Friday, February 02, 2007

Shiver in my bones just thinking about the weather


Well, it's so cold outside that I'm depressed. I never get warmed, my feet especially. I just want to lie on the couch with a blanket and watch TV. Fall asleep. It's a whole 7 degrees out right now, and the wind chill is well below zero. My house is old and not very efficient. The floors are like ice, especially the kitchen and bathroom. You can feel a breeze on your feet in the kitchen. The pots and pans are ice cold. Talk about good insulation. We had frozen pipes this morning.
Anyway, this blog has turned into a diary of Grace's medical issues, but whatever. It's my blog. And that seems to be the main thing going on right now, taking up my energy and giving me another ulcer. Of course, the coffee doesn't help. But for now I have to mention my firstborn's health. He has had strep throat 5 times in the last 4 months, and we are seeing an ENT specialist, probably to talk about getting his tonsils out. I would rather not have to do surgery, but I would also rather he not be sick all the time with this sore throat. His tonsils are HUGE. He is so much like me. I was the same way as a child. And, he's a good speller like me. He has never missed a word on a spelling test in school. It just comes naturally, like reading. His determination and intelligence and sensitivity amaze me sometimes. When he wants to do something, he works and works at it non-stop until he gets it. With everything from blowing bubbles with bubble gum to standing on his head. He was crossing the monkey bars at the park at age 4 because he wanted to. He got shoes with shoelaces when he started kindergarten because he wanted to learn how to tie his shoes. He never quits until he gets it. I admire that, and I guess he gets some of that from me. In some areas of my life I have been very determined, I know.
Anyway, Garrett is sick again. Drew is doing just fine. And Grace is getting another tooth. Maybe that's why she has been so whiny today. She wants to eat CONSTANTLY and I am not exaggerating. I get so tired of getting her food to eat that I feel relieved when she takes a nap or goes to bed at night. That's awful, I know. We have taken her off wheat again, and now her GI doctor wants to do a sweat test for Cystic Fibrosis. Not that she thinks she has it, but....So naturally I worry about the results. If she does have it, it's very mild. She most likely doesn't. UGH. This blog is all over the place. I better stop now.

1 comment:

Anonymous said...

I am so sick of the cold. I have been off ALL antidepressants for over a year....and I am beginning to feel as though I am drowning. This sucks. GIVE ME SUN!!!!

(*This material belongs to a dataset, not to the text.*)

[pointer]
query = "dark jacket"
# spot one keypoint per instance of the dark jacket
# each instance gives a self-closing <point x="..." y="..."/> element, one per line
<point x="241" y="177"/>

Sorry to hear 2 of the kids are sick. It seems to be the story of life right now.

Gage had to be tested for CF, too. In the end after 3 years of specialists, thousands of dollars and lost time they finally figured out he needed sinus surgery. He has had 2 and is probably due for another this year or next. He is beginning to get sicker again.

You, Grace and the rest of your family are in my thoughts.